On the shore, there is a temple called Penataran Agung, which has a 7 storey Pelinggih, which is dedicated to Lord Brahma. Another temple, Pura Dalem Purva, which is dedicated to Devi Durga.
Apart from that, I could see a stupa which carried Buddha statues at 4 different cardinal points which 2 statues of Buddha in the 2 tiers in one of the cardinal points. My apologies for I failed to understand which cardinal point it is as I am Cardinal direction disabled.

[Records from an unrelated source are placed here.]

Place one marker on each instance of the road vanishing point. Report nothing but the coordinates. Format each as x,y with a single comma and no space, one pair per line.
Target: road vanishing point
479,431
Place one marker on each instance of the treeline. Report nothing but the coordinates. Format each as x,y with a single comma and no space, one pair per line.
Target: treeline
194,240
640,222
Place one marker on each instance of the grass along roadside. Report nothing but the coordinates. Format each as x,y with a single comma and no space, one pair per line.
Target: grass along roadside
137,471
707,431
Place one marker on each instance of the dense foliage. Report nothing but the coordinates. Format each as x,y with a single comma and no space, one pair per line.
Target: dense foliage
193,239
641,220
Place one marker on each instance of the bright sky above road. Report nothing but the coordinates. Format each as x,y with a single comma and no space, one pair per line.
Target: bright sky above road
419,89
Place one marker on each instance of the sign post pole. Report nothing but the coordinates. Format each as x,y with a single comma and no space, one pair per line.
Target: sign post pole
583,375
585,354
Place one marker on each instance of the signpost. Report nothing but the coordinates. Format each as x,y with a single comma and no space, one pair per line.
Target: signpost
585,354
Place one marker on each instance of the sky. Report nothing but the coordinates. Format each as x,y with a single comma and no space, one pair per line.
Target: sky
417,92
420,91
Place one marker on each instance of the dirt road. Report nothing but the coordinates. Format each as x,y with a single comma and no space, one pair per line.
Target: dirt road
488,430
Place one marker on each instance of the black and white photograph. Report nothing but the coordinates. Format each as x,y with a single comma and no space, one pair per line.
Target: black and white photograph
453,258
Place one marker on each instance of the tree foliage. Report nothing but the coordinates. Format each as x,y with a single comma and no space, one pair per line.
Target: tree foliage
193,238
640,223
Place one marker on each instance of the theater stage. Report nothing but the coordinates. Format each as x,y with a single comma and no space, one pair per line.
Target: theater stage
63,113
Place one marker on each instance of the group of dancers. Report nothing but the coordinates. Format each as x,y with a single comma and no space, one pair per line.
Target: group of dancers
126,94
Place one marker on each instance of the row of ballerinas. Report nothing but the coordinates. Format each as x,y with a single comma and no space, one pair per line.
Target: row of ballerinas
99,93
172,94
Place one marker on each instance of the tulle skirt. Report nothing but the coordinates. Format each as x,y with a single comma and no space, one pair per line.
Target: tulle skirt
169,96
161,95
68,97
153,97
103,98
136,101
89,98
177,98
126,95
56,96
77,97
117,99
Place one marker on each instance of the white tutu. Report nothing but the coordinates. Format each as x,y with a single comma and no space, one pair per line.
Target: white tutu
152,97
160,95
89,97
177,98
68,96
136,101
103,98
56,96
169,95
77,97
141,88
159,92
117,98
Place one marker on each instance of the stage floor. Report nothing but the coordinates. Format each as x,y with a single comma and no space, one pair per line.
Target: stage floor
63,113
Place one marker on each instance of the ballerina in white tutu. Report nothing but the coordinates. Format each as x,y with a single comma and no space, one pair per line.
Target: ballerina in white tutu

As I walked around, there were young girls on a school trip from the island of Java, who whipped up a conversation with me. Indonesia, being a Muslim majority country and I could clearly see that these school girls were muslim girls, I asked them the reason for visiting a temple in Bali. They mentioned, as I had heard several times before at different situations in Indonesia, “This is our culture”. Thoroughly feeling fulfilled, I walked outside to return to Kuta.
The weather in the mountain is slightly cold compared to the plains of Bali. So have a thin jacket with you.